Twize commented 1 year ago

@lizziel as an aside, I went to try and plot the re-gridded restart files just to check that they were consistent when using the -180°,180° longitude vs. 360°, but we realized that the lon and lat inside the GCHP restarts are labelled as 'degrees East' and 'degrees North', but are not actually true latitude and longitude values. Are they indexes of some sort? If so, how would one plot a GCHP restart?

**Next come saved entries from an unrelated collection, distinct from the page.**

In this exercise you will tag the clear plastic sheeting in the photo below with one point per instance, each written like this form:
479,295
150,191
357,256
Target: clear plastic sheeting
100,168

For example, the latitude field from a GC Classic restart file:

variables:
    double lat(lat) ;
        lat:long_name = "Latitude" ;
        lat:units = "degrees_north" ;
        lat:axis = "Y" ;
        lat:bounds = "lat_bnds" ;
    double lon(lon) ;
        lon:long_name = "Longitude" ;
        lon:units = "degrees_east" ;
        lon:axis = "X" ;
        lon:bounds = "lon_bnds" ;
data:

 lat = -89.5, -88, -86, -84, -82, -80, -78, -76, -74, -72, -70, -68, -66, 
    -64, -62, -60, -58, -56, -54, -52, -50, -48, -46, -44, -42, -40, -38, 
    -36, -34, -32, -30, -28, -26, -24, -22, -20, -18, -16, -14, -12, -10, -8, 
    -6, -4, -2, 0, 2, 4, 6, 8, 10, 12, 14, 16, 18, 20, 22, 24, 26, 28, 30, 
    32, 34, 36, 38, 40, 42, 44, 46, 48, 50, 52, 54, 56, 58, 60, 62, 64, 66, 
    68, 70, 72, 74, 76, 78, 80, 82, 84, 86, 88, 89.5 ;

and a GCHP restart file:

variables:
    double lon(lon) ;
        lon:long_name = "Longitude" ;
        lon:units = "degrees_east" ;
    double lat(lat) ;
        lat:long_name = "Latitude" ;
        lat:units = "degrees_north" ;
data:

 lat = 1, 2, 3, 4, 5, 6, 7, 8, 9, 10, 11, 12, 13, 14, 15, 16, 17, 18, 19, 20, 
    21, 22, 23, 24, 25, 26, 27, 28, 29, 30, 31, 32, 33, 34, 35, 36, 37, 38, 
    39, 40, 41, 42, 43, 44, 45, 46, 47, 48, 49, 50, 51, 52, 53, 54, 55, 56, 
    57, 58, 59, 60, 61, 62, 63, 64, 65, 66, 67, 68, 69, 70, 71, 72, 73, 74, 
    75, 76, 77, 78, 79, 80, 81, 82, 83, 84, 85, 86, 87, 88, 89, 90, 91, 92, 
    93, 94, 95, 96, 97, 98, 99, 100, 101, 102, 103, 104, 105, 106, 107, 108, 
    109, 110, 111, 112, 113, 114, 115, 116, 117, 118, 119, 120, 121, 122, 
    123, 124, 125, 126, 127, 128, 129, 130, 131, 132, 133, 134, 135, 136, 
    137, 138, 139, 140, 141, 142, 143, 144, 145, 146, 147, 148, 149, 150, 
    151, 152, 153, 154, 155, 156, 157, 158, 159, 160, 161, 162, 163, 164, 
    165, 166, 167, 168, 169, 170, 171, 172, 173, 174, 175, 176, 177, 178, 
    179, 180, 181, 182, 183, 184, 185, 186, 187, 188, 189, 190, 191, 192, 
    193, 194, 195, 196, 197, 198, 199, 200, 201, 202, 203, 204, 205, 206, 
    207, 208, 209, 210, 211, 212, 213, 214, 215, 216, 217, 218, 219, 220, 
    221, 222, 223, 224, 225, 226, 227, 228, 229, 230, 231, 232, 233, 234, 
    235, 236, 237, 238, 239, 240, 241, 242, 243, 244, 245, 246, 247, 248, 
    249, 250, 251, 252, 253, 254, 255, 256, 257, 258, 259, 260, 261, 262, 
    263, 264, 265, 266, 267, 268, 269, 270, 271, 272, 273, 274, 275, 276, 
    277, 278, 279, 280, 281, 282, 283, 284, 285, 286, 287, 288 ;

Using the single-panel plotting from GCPy doesn't work properly with a GCHP restart file it seems, but also trying to plot with Xarray also yields a very weird looking result because the values are not true latitude and longitude (and don't span the full range).

Edit: nevermind, I just saw the other recent issue #319 which mentions this!

Twize commented 1 year ago

@lizziel I am going to go ahead and close this issue because I think we have gotten to the bottom of it. Thanks again for your help!